Initiation of Project (Date):
• On November 8, 2012, The Oklahoma Commission on the Status of Women (OCSW) co-hosted a legislative interim study at the Oklahoma State Capitol on the growing human trafficking problem across the state
• From January – May of 2013, members of the Commission collected data concerning human trafficking in Oklahoma
• August 22, 2013, at the OCSW Annual Retreat, the 2014 Summit topic of Human Trafficking was chosen.

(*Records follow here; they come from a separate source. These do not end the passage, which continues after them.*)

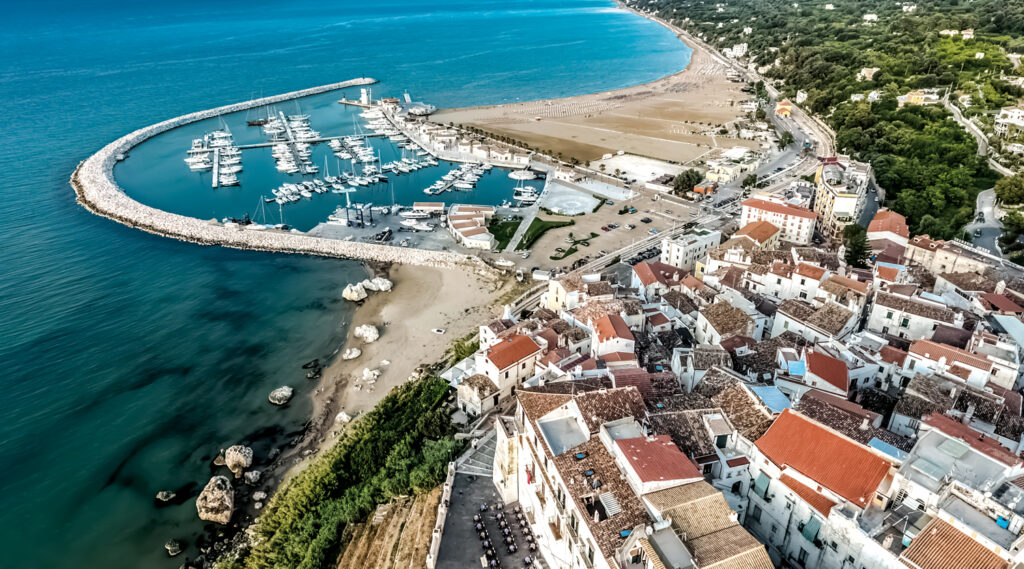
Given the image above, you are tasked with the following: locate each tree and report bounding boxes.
[673,169,703,194]
[996,173,1024,205]
[843,224,869,268]
[741,174,759,188]
[778,130,795,149]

• September - November 2013, members of the OCSW’s Family Issues committee worked on the goal and objectives of the Summit
• December 2013, Partners were identified and contacted
• February – April 2014, Solution panels were formed in OKC and Tulsa. Panels met monthly to discuss the causes, cost, and impact of human trafficking in Oklahoma
• May – June 2014, The OCSW identified additional funding sources, and stakeholders
• July 17, 2014, Human Trafficking Summit held at the Downtown OKC Sheraton Hotel. OCSW flew in from California, Keynote speaker, Autumn Burris, founder/director of Survivors for Solutions
Verifiable Impact based on Evaluation:
• Develop a State Action Plan with assistance from Summit partners and stakeholders
• Coordinate the implementation of the State Action Plan
• Coordinate the collection and sharing of human trafficking data among government agencies, the data collection shall respect the privacy of the victims of human trafficking
• Coordinate the sharing of information between agencies for the purposes of detecting individuals and groups engaged in human trafficking
• Establish policies to enable state government to work with non-governmental organizations and other elements of civil society to prevent human trafficking and provide assistance to US citizen and foreign national victims of human trafficking
• Review the existing services and facilities to meet the needs of victims of human trafficking and recommend a system that would coordinate such services, including but not limited to: health services, interpreting services, legal and immigration services, and victim compensation
The one-day conference included speakers, expert panelists and breakout sessions. The Commission partnered with the Oklahoma Bureau of Narcotics, the Oklahoma Women’s Coalition, The Junior League of Oklahoma City and Jones Public Relations. Topics included the detection of human traffickers; establishing protocols and policies for state, government, and law enforcement agencies, identifying opportunities to provide assistance to victims and survivors; reviewing existing services and facilities, meeting survivors’ needs; and developing public and legislative awareness regarding the prevention, protection and prosecution of human trafficking. The Summit agenda focused on 4 elements, the prevention of human trafficking, the protection of victims, the prosecution of offenders, and partnership with the judicial system, the Department of Human Services (DHS), and Social Services.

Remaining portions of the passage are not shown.